Randy Garber

Personal information
- Date of birth: August 19, 1952 (age 74)
- Place of birth: Abington, Pennsylvania, United States
- Position: Midfielder

Youth career
- Abington

College career
- Years: Team / Apps / (Gls)
- 1971–1972: Mercer County Community College
- 1973–1974: Penn State Nittany Lions

Senior career*
- Years: Team / Apps / (Gls)
- 1975–1976: Tampa Bay Rowdies (indoor) / 6 / (3)
- 1975–1976: Tampa Bay Rowdies / 18 / (1)
- 1976: Los Angeles Aztecs / 0 / (0)
- 1977–1978: Washington Diplomats / 7 / (0)
- 1978: Washington Diplomats (indoor) / 9 / (14)
- 1978–1979: Cleveland Force (indoor) / 20 / (0)
- 1979: Detroit Lightning (indoor) / 1 / (0)
- 1980: Philadelphia Fever (indoor) / 5 / (0)

International career
- 1975: United States / 1 / (0)

Managerial career
- Penn State (assistant)

= Randy Garber (soccer) =

American soccer player and coach

Randy Garber is a former U.S. soccer midfielder who played four seasons in the North American Soccer League and two seasons in the Major Indoor Soccer League.

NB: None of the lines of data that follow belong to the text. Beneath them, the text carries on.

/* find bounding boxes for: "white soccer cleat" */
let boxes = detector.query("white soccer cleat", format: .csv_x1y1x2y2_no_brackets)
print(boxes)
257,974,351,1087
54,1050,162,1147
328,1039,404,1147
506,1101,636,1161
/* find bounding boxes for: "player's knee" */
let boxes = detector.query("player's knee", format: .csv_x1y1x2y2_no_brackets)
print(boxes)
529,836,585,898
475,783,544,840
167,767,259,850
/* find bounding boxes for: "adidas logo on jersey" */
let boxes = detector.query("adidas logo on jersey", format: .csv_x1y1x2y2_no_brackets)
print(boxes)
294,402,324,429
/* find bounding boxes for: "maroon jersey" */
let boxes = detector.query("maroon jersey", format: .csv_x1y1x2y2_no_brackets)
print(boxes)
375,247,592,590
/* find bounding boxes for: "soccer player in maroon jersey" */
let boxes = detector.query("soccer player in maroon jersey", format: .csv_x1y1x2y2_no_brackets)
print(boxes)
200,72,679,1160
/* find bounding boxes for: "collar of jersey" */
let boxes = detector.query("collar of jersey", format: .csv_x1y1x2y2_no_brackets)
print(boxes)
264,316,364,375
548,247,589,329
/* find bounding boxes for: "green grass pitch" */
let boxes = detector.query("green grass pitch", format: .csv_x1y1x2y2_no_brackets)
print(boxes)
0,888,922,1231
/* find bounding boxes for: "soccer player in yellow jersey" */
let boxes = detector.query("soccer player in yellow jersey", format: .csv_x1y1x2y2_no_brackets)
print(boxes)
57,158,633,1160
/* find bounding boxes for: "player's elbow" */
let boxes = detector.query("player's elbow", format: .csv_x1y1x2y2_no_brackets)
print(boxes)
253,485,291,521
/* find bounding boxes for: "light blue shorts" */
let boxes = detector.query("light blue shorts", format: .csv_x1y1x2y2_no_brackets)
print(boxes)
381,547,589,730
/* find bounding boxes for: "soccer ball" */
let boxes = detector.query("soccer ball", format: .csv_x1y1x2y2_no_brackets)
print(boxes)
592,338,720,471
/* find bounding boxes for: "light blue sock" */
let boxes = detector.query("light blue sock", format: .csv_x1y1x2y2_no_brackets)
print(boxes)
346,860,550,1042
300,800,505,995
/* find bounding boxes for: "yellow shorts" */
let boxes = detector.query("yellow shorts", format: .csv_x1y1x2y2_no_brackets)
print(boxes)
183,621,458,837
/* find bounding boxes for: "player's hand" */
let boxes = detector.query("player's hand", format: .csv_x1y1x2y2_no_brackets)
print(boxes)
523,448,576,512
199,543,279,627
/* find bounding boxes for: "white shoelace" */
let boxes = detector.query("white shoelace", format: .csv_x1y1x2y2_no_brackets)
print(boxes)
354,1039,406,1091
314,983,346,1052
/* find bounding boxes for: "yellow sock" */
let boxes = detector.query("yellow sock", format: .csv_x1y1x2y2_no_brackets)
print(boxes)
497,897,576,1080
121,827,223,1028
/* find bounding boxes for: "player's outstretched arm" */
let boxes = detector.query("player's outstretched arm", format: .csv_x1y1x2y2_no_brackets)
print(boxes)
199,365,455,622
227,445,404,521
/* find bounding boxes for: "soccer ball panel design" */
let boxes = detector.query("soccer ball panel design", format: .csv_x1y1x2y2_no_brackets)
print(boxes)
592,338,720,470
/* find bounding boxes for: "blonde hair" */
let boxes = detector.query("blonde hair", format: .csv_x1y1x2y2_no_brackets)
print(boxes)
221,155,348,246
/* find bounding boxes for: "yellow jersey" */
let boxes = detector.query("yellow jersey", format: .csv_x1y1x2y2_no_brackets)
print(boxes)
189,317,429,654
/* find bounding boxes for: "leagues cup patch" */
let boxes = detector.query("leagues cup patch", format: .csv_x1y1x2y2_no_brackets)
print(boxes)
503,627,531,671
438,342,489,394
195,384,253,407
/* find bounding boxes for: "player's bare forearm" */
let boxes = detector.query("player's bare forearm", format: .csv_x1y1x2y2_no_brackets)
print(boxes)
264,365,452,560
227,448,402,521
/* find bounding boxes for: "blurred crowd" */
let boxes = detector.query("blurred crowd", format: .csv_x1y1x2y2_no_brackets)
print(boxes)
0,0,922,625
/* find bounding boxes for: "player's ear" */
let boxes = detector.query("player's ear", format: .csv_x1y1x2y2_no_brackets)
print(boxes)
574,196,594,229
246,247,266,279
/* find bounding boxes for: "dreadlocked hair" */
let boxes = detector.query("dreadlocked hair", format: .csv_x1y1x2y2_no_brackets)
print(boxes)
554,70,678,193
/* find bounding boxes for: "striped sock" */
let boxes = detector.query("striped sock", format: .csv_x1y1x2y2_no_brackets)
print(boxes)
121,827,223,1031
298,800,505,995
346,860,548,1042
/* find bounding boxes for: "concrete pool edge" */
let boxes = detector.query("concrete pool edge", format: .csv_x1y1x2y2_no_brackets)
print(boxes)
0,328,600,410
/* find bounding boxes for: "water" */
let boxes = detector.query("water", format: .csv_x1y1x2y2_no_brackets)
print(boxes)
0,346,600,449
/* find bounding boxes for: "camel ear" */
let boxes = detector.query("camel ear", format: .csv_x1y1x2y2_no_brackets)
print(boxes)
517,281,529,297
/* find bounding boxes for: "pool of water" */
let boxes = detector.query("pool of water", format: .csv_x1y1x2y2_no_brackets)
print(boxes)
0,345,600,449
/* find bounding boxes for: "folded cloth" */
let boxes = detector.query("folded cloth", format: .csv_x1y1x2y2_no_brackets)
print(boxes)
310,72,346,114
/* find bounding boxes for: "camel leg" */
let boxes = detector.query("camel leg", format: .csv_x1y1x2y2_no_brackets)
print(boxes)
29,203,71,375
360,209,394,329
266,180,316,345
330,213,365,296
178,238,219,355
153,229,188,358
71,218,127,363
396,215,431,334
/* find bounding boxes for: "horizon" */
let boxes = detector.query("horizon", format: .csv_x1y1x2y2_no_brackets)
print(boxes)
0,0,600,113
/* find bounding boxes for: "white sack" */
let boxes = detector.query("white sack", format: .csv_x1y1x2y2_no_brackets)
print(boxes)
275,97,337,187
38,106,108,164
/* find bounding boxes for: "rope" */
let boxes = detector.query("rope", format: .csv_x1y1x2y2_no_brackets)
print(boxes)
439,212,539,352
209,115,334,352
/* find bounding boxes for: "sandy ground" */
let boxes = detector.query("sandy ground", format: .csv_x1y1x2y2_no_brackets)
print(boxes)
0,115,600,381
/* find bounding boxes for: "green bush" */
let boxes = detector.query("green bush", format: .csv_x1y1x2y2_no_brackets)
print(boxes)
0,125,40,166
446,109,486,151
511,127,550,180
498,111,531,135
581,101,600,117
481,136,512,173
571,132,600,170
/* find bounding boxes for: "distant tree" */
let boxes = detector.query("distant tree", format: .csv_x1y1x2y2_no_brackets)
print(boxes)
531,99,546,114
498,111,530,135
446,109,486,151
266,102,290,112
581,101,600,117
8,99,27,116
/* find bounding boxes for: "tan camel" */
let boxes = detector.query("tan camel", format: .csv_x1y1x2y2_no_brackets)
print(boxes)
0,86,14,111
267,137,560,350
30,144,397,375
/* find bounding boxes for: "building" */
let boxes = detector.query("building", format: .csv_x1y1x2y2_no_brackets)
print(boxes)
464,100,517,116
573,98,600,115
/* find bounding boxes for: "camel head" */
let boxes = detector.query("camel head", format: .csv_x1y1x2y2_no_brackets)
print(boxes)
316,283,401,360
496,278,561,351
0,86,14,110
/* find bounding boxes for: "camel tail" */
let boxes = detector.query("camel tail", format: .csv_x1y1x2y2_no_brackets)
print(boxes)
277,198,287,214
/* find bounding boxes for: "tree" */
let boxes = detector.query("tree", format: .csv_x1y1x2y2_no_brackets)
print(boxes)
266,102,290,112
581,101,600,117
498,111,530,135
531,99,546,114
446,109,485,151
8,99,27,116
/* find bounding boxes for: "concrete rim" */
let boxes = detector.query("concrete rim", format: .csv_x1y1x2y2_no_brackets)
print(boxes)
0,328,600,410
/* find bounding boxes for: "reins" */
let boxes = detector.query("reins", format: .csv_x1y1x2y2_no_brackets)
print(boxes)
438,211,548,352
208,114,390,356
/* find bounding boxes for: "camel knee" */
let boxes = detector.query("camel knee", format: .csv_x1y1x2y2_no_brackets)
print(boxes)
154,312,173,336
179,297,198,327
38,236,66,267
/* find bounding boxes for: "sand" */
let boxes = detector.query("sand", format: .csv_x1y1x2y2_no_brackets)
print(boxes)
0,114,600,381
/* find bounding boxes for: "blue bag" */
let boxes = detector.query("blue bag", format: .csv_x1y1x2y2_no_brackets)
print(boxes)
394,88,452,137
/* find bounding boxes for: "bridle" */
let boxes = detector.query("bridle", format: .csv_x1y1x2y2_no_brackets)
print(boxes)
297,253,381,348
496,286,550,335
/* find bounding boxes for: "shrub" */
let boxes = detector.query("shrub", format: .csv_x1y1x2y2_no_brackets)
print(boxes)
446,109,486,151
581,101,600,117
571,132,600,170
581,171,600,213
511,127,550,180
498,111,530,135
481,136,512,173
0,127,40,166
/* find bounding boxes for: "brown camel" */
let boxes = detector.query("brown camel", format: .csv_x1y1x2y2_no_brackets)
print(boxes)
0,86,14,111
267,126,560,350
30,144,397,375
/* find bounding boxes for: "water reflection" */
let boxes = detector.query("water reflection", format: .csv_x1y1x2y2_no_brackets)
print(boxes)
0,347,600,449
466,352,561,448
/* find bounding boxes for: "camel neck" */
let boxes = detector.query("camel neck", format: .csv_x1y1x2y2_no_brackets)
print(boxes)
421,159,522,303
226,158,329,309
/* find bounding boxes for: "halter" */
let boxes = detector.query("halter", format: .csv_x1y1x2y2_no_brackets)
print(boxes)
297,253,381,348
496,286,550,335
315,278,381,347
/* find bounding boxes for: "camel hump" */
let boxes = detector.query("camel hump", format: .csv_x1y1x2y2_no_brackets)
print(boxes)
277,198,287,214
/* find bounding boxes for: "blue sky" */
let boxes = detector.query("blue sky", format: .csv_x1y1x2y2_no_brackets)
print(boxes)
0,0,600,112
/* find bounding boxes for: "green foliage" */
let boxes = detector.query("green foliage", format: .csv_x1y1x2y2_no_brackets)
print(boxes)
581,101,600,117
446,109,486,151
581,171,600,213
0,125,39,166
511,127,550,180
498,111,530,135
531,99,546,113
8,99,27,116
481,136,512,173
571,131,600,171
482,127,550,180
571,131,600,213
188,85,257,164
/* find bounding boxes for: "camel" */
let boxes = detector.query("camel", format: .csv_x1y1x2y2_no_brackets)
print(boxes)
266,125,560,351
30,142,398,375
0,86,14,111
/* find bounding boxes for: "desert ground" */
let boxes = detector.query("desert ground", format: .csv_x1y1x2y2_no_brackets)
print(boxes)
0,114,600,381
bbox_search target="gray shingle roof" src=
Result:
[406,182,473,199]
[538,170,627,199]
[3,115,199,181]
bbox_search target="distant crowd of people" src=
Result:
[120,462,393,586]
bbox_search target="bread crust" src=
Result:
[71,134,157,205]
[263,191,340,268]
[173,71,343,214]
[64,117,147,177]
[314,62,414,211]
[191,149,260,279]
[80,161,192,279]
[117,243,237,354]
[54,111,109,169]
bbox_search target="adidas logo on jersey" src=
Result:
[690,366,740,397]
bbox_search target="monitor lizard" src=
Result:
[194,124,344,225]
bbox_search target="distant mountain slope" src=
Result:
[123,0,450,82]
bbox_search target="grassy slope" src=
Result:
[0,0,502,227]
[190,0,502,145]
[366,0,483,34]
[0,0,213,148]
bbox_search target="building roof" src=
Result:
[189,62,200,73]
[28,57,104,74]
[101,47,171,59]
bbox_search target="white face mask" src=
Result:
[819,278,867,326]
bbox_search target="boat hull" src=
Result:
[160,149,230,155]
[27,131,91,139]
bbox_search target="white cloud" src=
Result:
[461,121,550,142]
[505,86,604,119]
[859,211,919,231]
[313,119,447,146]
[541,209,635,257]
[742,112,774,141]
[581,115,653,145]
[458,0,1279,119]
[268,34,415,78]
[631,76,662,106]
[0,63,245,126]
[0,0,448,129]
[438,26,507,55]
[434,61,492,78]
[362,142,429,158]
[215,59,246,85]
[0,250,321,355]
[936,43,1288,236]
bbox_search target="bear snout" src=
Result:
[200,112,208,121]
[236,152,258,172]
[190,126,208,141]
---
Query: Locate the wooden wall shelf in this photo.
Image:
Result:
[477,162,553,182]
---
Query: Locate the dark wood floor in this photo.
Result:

He earned one cap with the U.S. national team and currently coaches youth soccer in Abington, Pennsylvania.

==Player==

===High school and college===
Garber attended Abington Senior High School, graduating in 1971. He was inducted into the Abington Hall of Fame in 1998. After graduating High School, he attended Mercer County Community College where he was an All-American both years. He then attended Penn State University where he played on the men's soccer team in 1973 and 1974. He was recruited by coach Herb Schmidt to play soccer at PSU. He was named a 1974 honorable mention (third team) All-American.

===Professional===
In 1975, Garber was selected in the second round of the North American Soccer League by the Tampa Bay Rowdies and later signed with them. During one of his games, he played head to head against Pelé and actually traded jerseys with him. He was traded in the middle of the 1976 season to the Los Angeles Aztecs. At the end of the season, the Aztecs sold Garber's contract to the Washington Diplomats. During the 1978-1979 off season, the Dips played a series of exhibition indoor games in which Garber was the team's second leading scorer. The Dips released him in January 1979. When released by the Dips, Garber joined the Cleveland Force of Major Indoor Soccer League (MISL). Halfway through the season he injured his knee and was in rehab the rest of the season. He was later traded to the Detroit Lightning. The following season he played for the Philadelphia Fever, then retired.

===National team===
Garber earned his single cap with the U.S. national team in a 4–0 loss to Poland on June 24, 1975. He came off for Tim Logush in the 40th minute.

==Coach==
Garber has coached extensively at the youth level, but he gained his start at his alma mater when he was an assistant to Penn State head coach Walter Bahr. Since retiring from playing, he has spent most of his career coaching youth in Roslyn, Pennsylvania, where he was the 1996 NSCAA youth soccer coach of the year. and the 1997 Eastern Pennsylvania Youth Soccer Association Coach of the Year. He also coaches the Abington Senior High School boys soccer team. The team won a PIAA State Championship in 2025.